Ravi Teja Sharma, ET Bureau Aug 5, 2014, 09.44AM IST | Economic Times
NEW DELHI: Despite an increase in the interest exemption limit on residential loans in the budget, a little-known provision in the Income Tax Act could mar the calculations of lakhs of buyers whose homes won’t be delivered by their builders on time.
The I-T Act says if a house to be used by the buyer is not handed over the by the builder “within three years from the end of the financial year in which capital was borrowed”, the exemption on the interest amount will only be Rs 30,000 and not Rs 2 lakh, raised from Rs 1.5 lakh in the budget.

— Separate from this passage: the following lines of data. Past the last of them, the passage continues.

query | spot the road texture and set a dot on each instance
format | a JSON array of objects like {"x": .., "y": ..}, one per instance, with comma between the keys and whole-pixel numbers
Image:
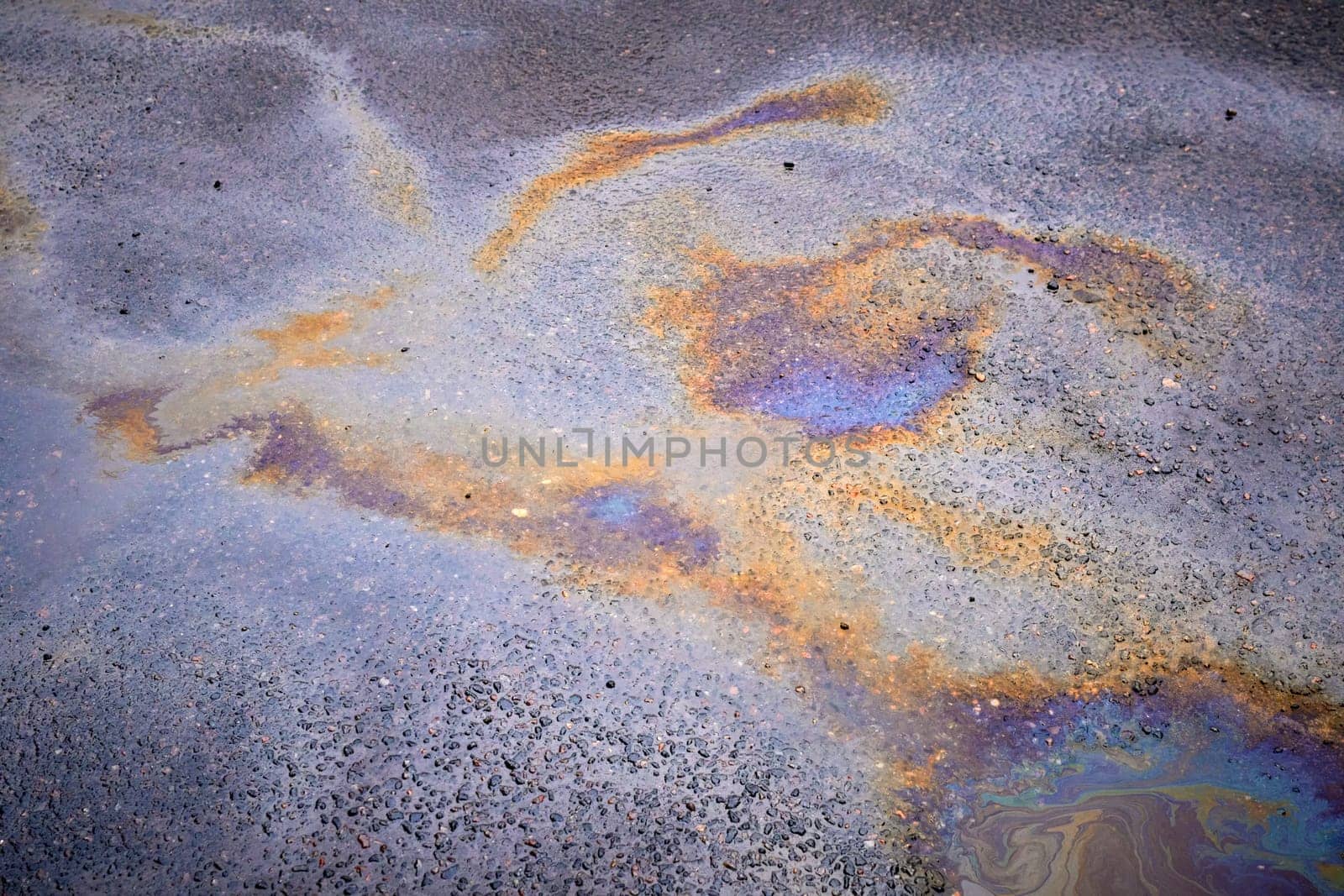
[{"x": 719, "y": 448}]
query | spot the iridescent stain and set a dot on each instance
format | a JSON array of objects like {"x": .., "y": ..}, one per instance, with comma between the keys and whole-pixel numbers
[{"x": 844, "y": 101}]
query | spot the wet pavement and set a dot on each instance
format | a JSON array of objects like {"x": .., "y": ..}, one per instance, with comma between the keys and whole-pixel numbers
[{"x": 702, "y": 448}]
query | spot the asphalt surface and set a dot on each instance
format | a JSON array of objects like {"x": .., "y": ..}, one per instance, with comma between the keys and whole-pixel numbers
[{"x": 671, "y": 448}]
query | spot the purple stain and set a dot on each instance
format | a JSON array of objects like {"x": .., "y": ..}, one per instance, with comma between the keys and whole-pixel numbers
[{"x": 622, "y": 521}]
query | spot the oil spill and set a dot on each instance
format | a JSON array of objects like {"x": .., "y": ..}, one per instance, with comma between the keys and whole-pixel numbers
[
  {"x": 857, "y": 343},
  {"x": 1180, "y": 774},
  {"x": 843, "y": 101}
]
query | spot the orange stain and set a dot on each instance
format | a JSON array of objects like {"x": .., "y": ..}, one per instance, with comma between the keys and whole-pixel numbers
[
  {"x": 844, "y": 101},
  {"x": 306, "y": 338}
]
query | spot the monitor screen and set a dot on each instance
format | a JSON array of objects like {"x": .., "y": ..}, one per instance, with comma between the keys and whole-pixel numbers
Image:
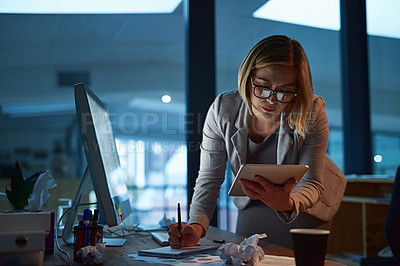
[{"x": 102, "y": 158}]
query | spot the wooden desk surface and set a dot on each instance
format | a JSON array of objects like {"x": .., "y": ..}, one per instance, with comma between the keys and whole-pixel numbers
[{"x": 142, "y": 240}]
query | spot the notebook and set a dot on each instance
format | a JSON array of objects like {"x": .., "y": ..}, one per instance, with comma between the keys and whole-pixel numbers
[{"x": 168, "y": 252}]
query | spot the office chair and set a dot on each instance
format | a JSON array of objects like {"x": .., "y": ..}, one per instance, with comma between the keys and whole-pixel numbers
[{"x": 391, "y": 228}]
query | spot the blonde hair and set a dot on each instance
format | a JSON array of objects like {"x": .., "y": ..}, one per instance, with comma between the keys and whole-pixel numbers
[{"x": 281, "y": 50}]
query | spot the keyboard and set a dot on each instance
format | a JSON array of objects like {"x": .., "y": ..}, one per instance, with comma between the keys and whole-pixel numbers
[{"x": 161, "y": 237}]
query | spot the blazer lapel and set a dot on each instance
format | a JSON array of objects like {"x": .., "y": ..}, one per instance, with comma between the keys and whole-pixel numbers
[
  {"x": 239, "y": 138},
  {"x": 285, "y": 141}
]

Of the nine lakh homes — across the country — delayed by builders, 70 per cent or around 6.3 lakh have been funded through loans, according to property research firm Liases Foras. Mortgage-based tax breaks figure prominently in most calculations by middle class home buyers, who factor in the exemption to arrive at how much will their net outgo on a home loan will be every year, point out tax planners.
Telecom professional Vikram Bishnoi, for instance, bought an apartment in Gurgaon in 2010 that should have been ready by the end of the next year but hasn’t been delivered yet. As possession has been delayed by the builder, Bishnoi said he won’t be able to claim full exemption on the interest component of his home loan.
On his Rs 47 lakh loan and based on the new exemption limit of Rs 2 lakh, his loss because of the delay will be around Rs 50,000 every year through the loan tenure of 20 years. This is unfair to home buyers, said a tax expert.
“If the government’s intention is to give a benefit to people who have taken a home loan for buying a new house, why penalize them for a delay that they do not have a control over,” said Sonu Iyer, partner, tax and regulatory services at consultancy firm EY.
The act should be amended as people could conceal information either deliberately or by mistake, said Anshuman Magazine, managing director of property consultancy firm CBRE South Asia. The assessing officer could deny the exemption if the return comes under scrutiny, said a senior official at the income tax department.
“This could be a big setback for the person as it could be a substantial liability,” he said, asking not to be named. Most people buying homes with loans are unaware of the provision and claim exemption based on the highest limit prescribed by the government, which was Rs 1.5 lakh until the last financial year. This could be risky affair, said Pankaaj Maalde, head, financial planning, ApnaPaisa. com.